According to the Library of Congress, the Pennsalt Historic District, is "an early and architecturally intact collection of housing built by the Pennsylvania Salt Manufacturing Company," and "is a significant example of a western Pennsylvania company town of the mid to late 19th century."

==History==
The area was originally built as a company town by the Pennsylvania Salt Manufacturing Company during the 1850s. According to The Pittsburgh Press, one hundred and fifty homes were built for Pennsalt employees between 1850 and 1880. Some were one-story frame cottages, others were two-story brick rowhouses. A company town from the time that Pennsalt arrived in Natrona in 1850 until the company left roughly a century later, it is an "approximately six-block area that runs parallel to the Allegheny River."

It was listed on the National Register of Historic Places on July 18, 1985.

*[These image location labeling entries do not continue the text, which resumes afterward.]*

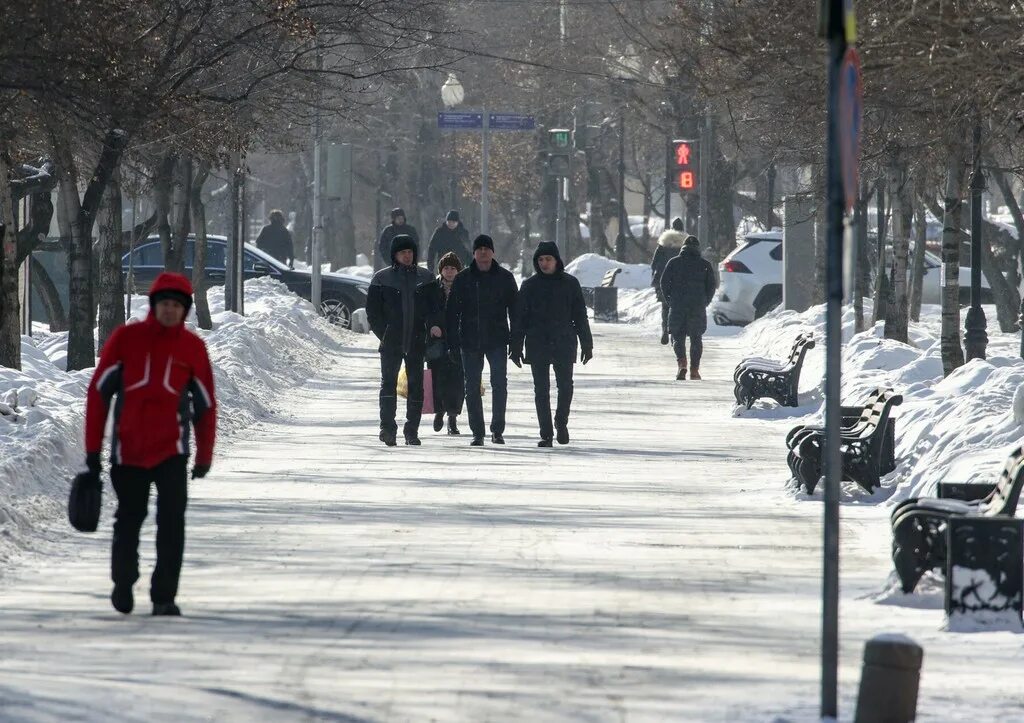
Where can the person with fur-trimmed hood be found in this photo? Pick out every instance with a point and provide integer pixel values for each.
(448, 380)
(688, 286)
(550, 315)
(669, 245)
(397, 315)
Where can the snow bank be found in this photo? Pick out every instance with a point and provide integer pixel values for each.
(958, 428)
(279, 343)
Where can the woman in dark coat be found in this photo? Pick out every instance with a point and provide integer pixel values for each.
(448, 380)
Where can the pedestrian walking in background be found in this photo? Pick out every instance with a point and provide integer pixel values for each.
(397, 226)
(397, 314)
(550, 316)
(669, 245)
(275, 240)
(688, 285)
(161, 373)
(450, 237)
(448, 382)
(479, 310)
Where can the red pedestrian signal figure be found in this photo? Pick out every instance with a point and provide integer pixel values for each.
(686, 165)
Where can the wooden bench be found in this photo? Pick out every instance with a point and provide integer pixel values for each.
(756, 377)
(921, 525)
(862, 444)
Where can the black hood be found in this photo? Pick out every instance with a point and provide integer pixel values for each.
(548, 248)
(402, 242)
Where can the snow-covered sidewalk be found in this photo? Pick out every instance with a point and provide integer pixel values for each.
(654, 569)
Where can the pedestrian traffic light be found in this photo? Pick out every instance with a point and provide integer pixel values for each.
(685, 165)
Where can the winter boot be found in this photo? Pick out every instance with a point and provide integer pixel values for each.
(166, 608)
(122, 598)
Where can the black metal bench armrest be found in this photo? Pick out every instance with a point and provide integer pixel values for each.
(965, 491)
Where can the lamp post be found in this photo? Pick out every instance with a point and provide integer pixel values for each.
(976, 338)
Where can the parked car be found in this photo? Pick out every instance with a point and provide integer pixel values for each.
(752, 280)
(340, 294)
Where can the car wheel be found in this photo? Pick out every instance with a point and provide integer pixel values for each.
(337, 311)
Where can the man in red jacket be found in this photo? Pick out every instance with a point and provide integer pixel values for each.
(161, 374)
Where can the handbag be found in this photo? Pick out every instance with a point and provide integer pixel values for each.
(84, 501)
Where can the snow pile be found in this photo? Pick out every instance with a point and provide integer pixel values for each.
(279, 343)
(958, 428)
(590, 269)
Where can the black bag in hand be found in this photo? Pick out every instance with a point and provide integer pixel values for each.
(84, 501)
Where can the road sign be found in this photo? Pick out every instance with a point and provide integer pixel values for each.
(511, 121)
(851, 97)
(460, 121)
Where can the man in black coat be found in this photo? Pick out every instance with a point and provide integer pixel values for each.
(688, 285)
(669, 245)
(451, 237)
(397, 314)
(396, 227)
(479, 307)
(550, 316)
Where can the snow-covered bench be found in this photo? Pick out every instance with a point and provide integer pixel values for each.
(862, 444)
(756, 377)
(923, 534)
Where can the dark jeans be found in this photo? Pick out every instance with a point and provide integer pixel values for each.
(132, 487)
(449, 387)
(390, 366)
(542, 394)
(472, 364)
(696, 348)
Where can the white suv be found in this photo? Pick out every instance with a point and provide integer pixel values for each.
(751, 280)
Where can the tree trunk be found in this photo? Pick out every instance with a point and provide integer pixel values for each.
(110, 285)
(952, 351)
(199, 261)
(10, 323)
(918, 271)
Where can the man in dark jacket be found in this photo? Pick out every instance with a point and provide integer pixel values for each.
(397, 314)
(479, 307)
(275, 240)
(450, 237)
(161, 375)
(669, 245)
(688, 285)
(550, 316)
(396, 227)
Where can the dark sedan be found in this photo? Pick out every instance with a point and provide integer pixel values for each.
(340, 294)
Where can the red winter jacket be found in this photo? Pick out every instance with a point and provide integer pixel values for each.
(163, 380)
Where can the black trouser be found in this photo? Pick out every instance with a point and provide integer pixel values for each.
(132, 487)
(472, 363)
(542, 394)
(390, 366)
(449, 386)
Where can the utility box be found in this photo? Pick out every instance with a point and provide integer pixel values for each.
(798, 253)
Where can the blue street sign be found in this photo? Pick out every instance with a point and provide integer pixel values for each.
(511, 121)
(460, 121)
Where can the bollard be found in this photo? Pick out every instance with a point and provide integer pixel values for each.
(889, 680)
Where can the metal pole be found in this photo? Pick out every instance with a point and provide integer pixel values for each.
(624, 219)
(835, 33)
(976, 338)
(314, 257)
(484, 161)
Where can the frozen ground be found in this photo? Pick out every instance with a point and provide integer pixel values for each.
(657, 568)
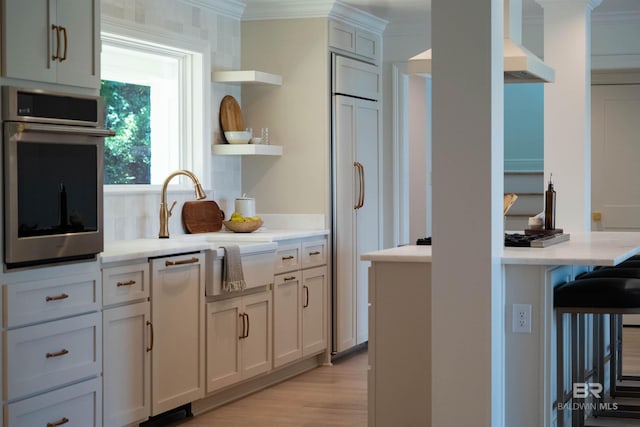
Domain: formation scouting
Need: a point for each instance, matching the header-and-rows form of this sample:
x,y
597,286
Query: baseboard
x,y
238,391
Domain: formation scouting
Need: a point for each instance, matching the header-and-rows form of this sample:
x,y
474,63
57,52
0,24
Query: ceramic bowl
x,y
238,137
243,226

In 2001, debate ensued when commissioners from the community of Harrison deemed one of the structures in the historic district as unsafe and too expensive to restore. After securing federal funds to pay for razing the Old Natrona Store, they were initially prevented from proceeding with the demolition by officials employed by the Pennsylvania Historical and Museum Commission (PHMC), who felt that other historic buildings in Pennsylvania that had been in worse condition had been saved and that this historic store should be preserved because it was "one of the few remaining structures from the town's early days as a center for the salt industry" in what was "one of the oldest company towns in the state." According to the Pittsburgh Post-Gazette, "Parts of the three-story brick building [were] still solid, but the roof [had] collapsed, along with the two floors beneath it. Bricks near the top of the building [were] loose, and parts of the building [had] shifted and settled" by October of that year. An agreement was reached in November of that year between Harrison officials, the Allegheny County Department of Development, and the PHMC which allowed Harrison officials to tear the building down after the Old Natrona Store was photographed and its history officially documented.